Funny that you can see something coming, thought Libby, and it’s still a shock when it arrives like a bus you’ve been waiting for, coming in too close to the curb, you have to step back suddenly, afraid it will clip you.

“Are you sure?”

“He started the ball rolling, and the thing is, now I see I can’t stop it. I tried for a long time. I still do sometimes, but now, I think too much time has gone by.”

“Do you love him?” Libby wasn’t even sure why she asked this. She had always assumed Melissa’s love for Tom was unconditional, involuntary, like thirst or watching It’s a Wonderful Life at Christmas. Something commanded by the autonomic nervous system, like blinking.

“The money, selling the house,” Melissa said, shrugging her shoulders, “would cover the cost of the divorce.

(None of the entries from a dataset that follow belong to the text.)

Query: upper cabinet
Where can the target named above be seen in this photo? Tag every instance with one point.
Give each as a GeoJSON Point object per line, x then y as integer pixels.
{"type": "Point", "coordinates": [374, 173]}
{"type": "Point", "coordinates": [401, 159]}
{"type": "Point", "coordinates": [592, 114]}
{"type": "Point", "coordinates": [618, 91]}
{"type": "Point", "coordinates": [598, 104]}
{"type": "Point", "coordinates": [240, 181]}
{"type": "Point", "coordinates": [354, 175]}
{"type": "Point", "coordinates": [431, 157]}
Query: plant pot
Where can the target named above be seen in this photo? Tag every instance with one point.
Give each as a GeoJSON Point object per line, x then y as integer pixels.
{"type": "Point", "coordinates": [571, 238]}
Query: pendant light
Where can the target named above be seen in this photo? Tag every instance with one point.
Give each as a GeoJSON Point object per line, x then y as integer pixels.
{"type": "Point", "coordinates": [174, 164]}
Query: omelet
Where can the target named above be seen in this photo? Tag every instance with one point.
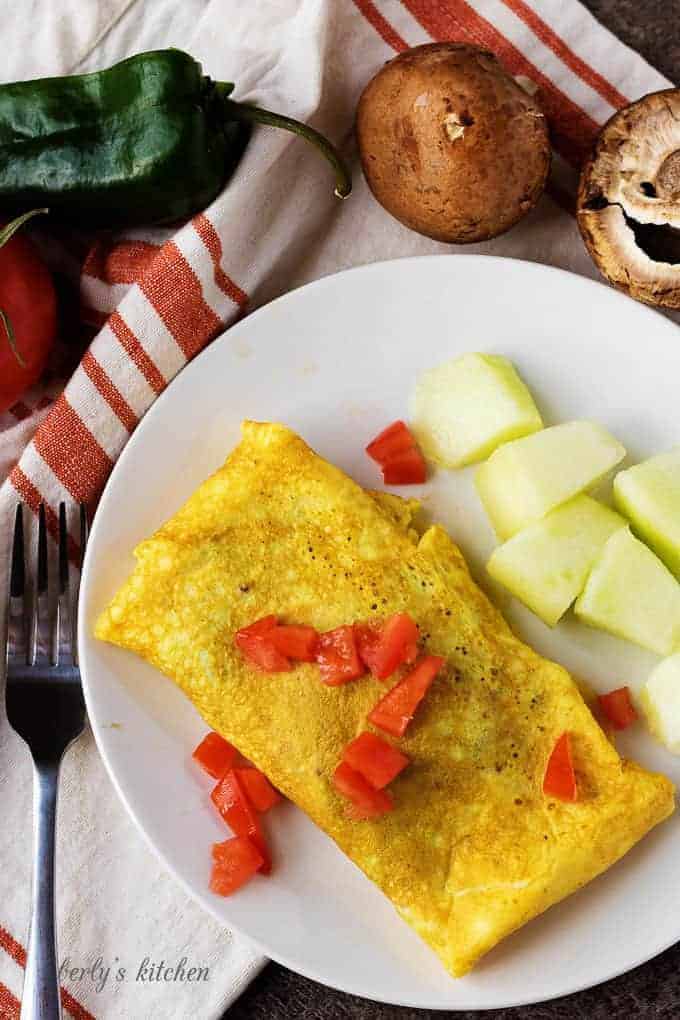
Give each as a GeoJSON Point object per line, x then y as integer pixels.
{"type": "Point", "coordinates": [472, 849]}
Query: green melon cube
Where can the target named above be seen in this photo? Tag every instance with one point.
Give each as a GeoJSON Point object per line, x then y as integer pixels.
{"type": "Point", "coordinates": [526, 478]}
{"type": "Point", "coordinates": [632, 595]}
{"type": "Point", "coordinates": [546, 564]}
{"type": "Point", "coordinates": [661, 701]}
{"type": "Point", "coordinates": [465, 408]}
{"type": "Point", "coordinates": [648, 494]}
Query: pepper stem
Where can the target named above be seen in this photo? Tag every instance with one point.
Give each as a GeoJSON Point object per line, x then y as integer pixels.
{"type": "Point", "coordinates": [11, 339]}
{"type": "Point", "coordinates": [6, 234]}
{"type": "Point", "coordinates": [10, 230]}
{"type": "Point", "coordinates": [255, 114]}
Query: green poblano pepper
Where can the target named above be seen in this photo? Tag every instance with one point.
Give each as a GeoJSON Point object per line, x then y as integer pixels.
{"type": "Point", "coordinates": [150, 140]}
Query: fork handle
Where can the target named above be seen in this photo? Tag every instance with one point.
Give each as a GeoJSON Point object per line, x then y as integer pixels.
{"type": "Point", "coordinates": [41, 983]}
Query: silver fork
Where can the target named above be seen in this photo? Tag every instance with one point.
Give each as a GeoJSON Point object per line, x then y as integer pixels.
{"type": "Point", "coordinates": [45, 706]}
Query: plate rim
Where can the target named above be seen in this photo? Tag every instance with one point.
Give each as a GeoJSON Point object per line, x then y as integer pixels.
{"type": "Point", "coordinates": [84, 639]}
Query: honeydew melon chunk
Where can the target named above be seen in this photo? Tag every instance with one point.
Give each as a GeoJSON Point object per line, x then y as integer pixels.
{"type": "Point", "coordinates": [465, 408]}
{"type": "Point", "coordinates": [648, 494]}
{"type": "Point", "coordinates": [661, 702]}
{"type": "Point", "coordinates": [632, 595]}
{"type": "Point", "coordinates": [526, 478]}
{"type": "Point", "coordinates": [546, 564]}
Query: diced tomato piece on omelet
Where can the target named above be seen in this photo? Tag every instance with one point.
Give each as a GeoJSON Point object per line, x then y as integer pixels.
{"type": "Point", "coordinates": [215, 755]}
{"type": "Point", "coordinates": [376, 760]}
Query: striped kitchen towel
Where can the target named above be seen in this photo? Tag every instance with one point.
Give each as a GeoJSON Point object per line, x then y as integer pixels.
{"type": "Point", "coordinates": [155, 298]}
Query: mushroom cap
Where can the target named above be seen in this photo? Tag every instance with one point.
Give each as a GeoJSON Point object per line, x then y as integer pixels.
{"type": "Point", "coordinates": [450, 144]}
{"type": "Point", "coordinates": [628, 207]}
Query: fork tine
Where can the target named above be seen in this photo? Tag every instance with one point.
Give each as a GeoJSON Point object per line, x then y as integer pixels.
{"type": "Point", "coordinates": [40, 589]}
{"type": "Point", "coordinates": [17, 573]}
{"type": "Point", "coordinates": [15, 602]}
{"type": "Point", "coordinates": [85, 533]}
{"type": "Point", "coordinates": [60, 609]}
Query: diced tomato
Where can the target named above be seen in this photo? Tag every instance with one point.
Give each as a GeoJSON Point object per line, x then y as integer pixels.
{"type": "Point", "coordinates": [215, 755]}
{"type": "Point", "coordinates": [234, 863]}
{"type": "Point", "coordinates": [258, 788]}
{"type": "Point", "coordinates": [375, 759]}
{"type": "Point", "coordinates": [254, 643]}
{"type": "Point", "coordinates": [366, 802]}
{"type": "Point", "coordinates": [407, 469]}
{"type": "Point", "coordinates": [397, 643]}
{"type": "Point", "coordinates": [560, 779]}
{"type": "Point", "coordinates": [394, 712]}
{"type": "Point", "coordinates": [232, 804]}
{"type": "Point", "coordinates": [391, 442]}
{"type": "Point", "coordinates": [337, 657]}
{"type": "Point", "coordinates": [618, 708]}
{"type": "Point", "coordinates": [295, 642]}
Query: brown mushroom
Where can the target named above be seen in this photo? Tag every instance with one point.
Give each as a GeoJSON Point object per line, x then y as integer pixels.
{"type": "Point", "coordinates": [628, 207]}
{"type": "Point", "coordinates": [450, 144]}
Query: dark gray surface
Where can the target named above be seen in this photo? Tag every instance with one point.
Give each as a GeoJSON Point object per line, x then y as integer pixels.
{"type": "Point", "coordinates": [652, 28]}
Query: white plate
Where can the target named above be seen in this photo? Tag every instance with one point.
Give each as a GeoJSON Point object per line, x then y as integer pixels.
{"type": "Point", "coordinates": [336, 360]}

It would pay for us to become a two-household family. It would let us make a really smooth transition for the kids, for ourselves.”

“Have you guys been to therapy? Is there someone else?” How could Tom want anyone but Melissa?

“There was someone, a while ago, but I ended it hoping that Tom would want to—that we could fix things, but now I can’t pretend that Tom’s ever going to give me what I need. I love him. But sometimes it’s just not enough. I tried really hard.” She began to cry now. “I didn’t want this. Not any of it. I kept saying I’m not happy. I tried to get us into therapy. You can imagine how that went.”